In its most recent press release, the Los Alamos Study Group (LASG) explains how President Obama’s recent speech in Berlin reaffirming his ostensible commitment to nuclear disarmament is contradicted by plans to lock their existence in for at least the next 25 years. Many readers may not be exposed to the LASG’s work. Hence, from another one of the most eloquent series of press release you’re likely read (emphasis added).
The “$275 billion (B), 25-year plan to maintain, design, and produce new nuclear warheads and build up U.S. warhead production capacity. … eclipses all prior planning for U.S. nuclear warheads.
Among its other features the new plan would:
• Replace all current warheads and bombs – even those currently being upgraded – with several new warheads and bombs in a so-called “3+2” stockpile plan;
• Build dozens of new design, testing, and production facilities, to cost tens of billions of dollars; and
• Require ever-rising spending at warhead production sites and labs, from about $8 B today up to about $14 B annually by 2038.
But, points out LASG Director Greg Mello himself:
… the plan is silent regarding the deeply troubled relationship between the federal government and the management and operating (M&O) contractors which actually run the nuclear warhead complex and its laboratories on a for-profit, cost-plus basis.
Furthermore, he says of this “profoundly nostalgic product”:
Official protestations aside, this is a Cold War plan, one that aims to perpetuate indefinitely the prerogatives and staffing levels enjoyed by nuclear weapons contractors at the same time as it perpetuates tensions with Russia. … This plan would establish a policy of planned warhead obsolescence, creating much work where little is needed.

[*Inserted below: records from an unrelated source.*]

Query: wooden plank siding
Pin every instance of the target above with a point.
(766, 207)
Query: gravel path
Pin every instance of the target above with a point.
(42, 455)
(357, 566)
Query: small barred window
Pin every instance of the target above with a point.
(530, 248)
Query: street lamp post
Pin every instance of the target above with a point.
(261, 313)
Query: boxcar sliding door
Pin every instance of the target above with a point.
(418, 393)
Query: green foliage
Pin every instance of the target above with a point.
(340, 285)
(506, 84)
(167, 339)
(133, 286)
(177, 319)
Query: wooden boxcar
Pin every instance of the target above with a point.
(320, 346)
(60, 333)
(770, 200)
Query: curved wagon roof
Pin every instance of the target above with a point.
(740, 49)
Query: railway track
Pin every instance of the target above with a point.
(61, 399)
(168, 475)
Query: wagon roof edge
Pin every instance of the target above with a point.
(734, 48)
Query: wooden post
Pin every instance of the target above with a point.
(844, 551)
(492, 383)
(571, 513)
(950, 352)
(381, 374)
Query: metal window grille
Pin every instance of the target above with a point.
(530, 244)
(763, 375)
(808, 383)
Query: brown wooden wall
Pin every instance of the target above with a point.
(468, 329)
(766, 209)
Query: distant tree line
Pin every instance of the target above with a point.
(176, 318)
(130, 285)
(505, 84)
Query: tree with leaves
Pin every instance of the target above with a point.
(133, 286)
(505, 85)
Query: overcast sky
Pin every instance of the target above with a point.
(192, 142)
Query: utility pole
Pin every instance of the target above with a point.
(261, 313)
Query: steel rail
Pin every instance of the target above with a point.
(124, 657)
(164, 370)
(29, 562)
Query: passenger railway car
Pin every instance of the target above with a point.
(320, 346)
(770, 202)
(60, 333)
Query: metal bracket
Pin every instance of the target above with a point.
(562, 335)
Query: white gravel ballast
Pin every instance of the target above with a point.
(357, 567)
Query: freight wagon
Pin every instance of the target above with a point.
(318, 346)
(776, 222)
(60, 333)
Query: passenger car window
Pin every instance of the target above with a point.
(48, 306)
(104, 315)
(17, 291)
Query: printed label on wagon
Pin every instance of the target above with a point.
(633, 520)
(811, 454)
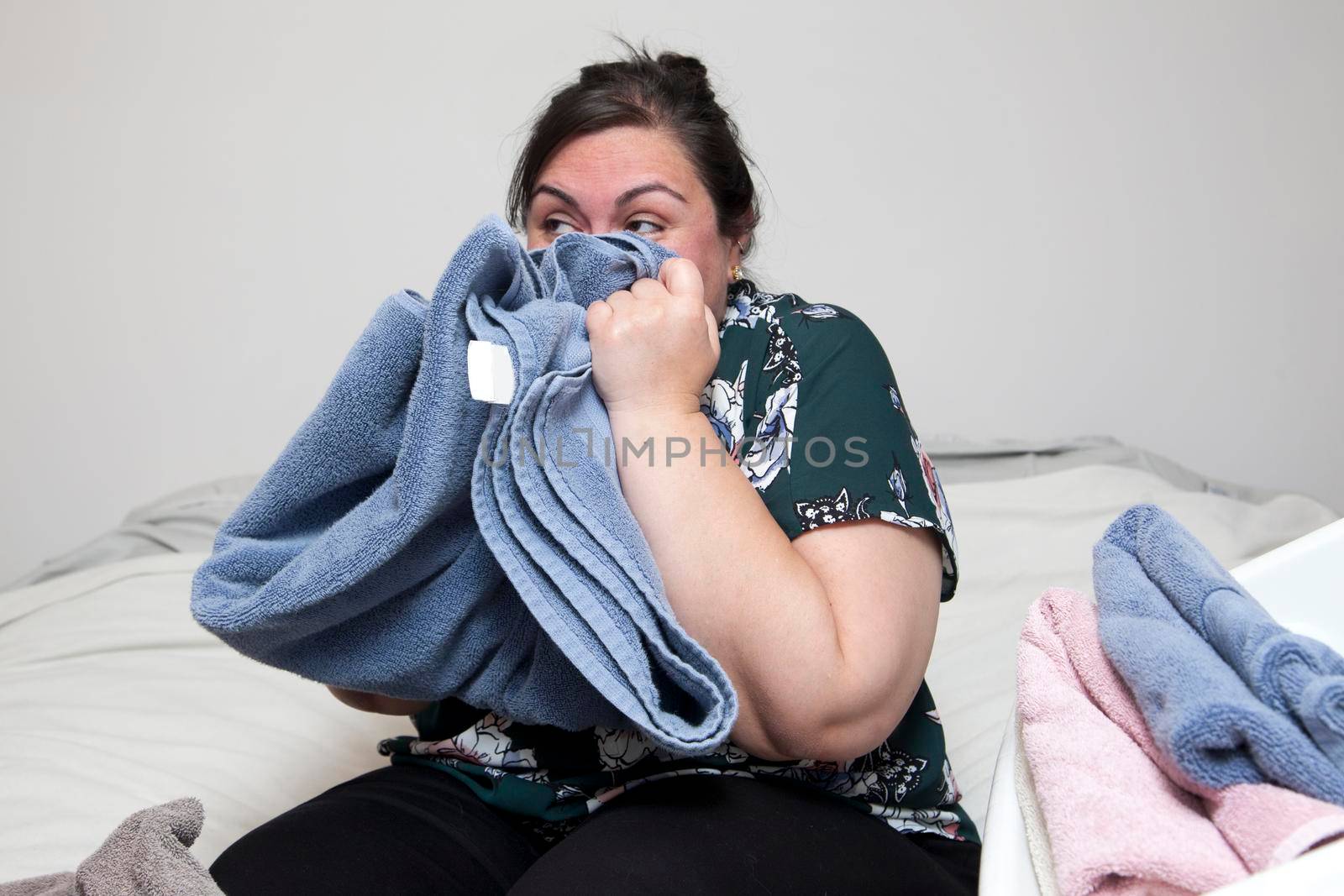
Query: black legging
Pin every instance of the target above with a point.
(409, 829)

Without new warheads, the weapons labs especially would have much less work to do. This plan solves that “problem” by loading the entire warhead complex with so much work and so many ambitious, simultaneous projects that it is very difficult to imagine their successful completion. Despite its claim, the plan is very unlikely to be “executable.”
We can state confidently that the delivery systems necessary to carry all these warheads will not be built.
As for President Obama, Mello recommends that he
… “execute” this plan, fire those most responsible for it, and make another plan that is more realistic, much cheaper, and in harmony with U.S. treaty obligations, the conscience of humanity, and the realities of diplomacy today.
Finally, Mello says
Perhaps the most unfortunate aspect of this plan is not the financial waste involved but the misdirection of national attention away from our truly urgent crises.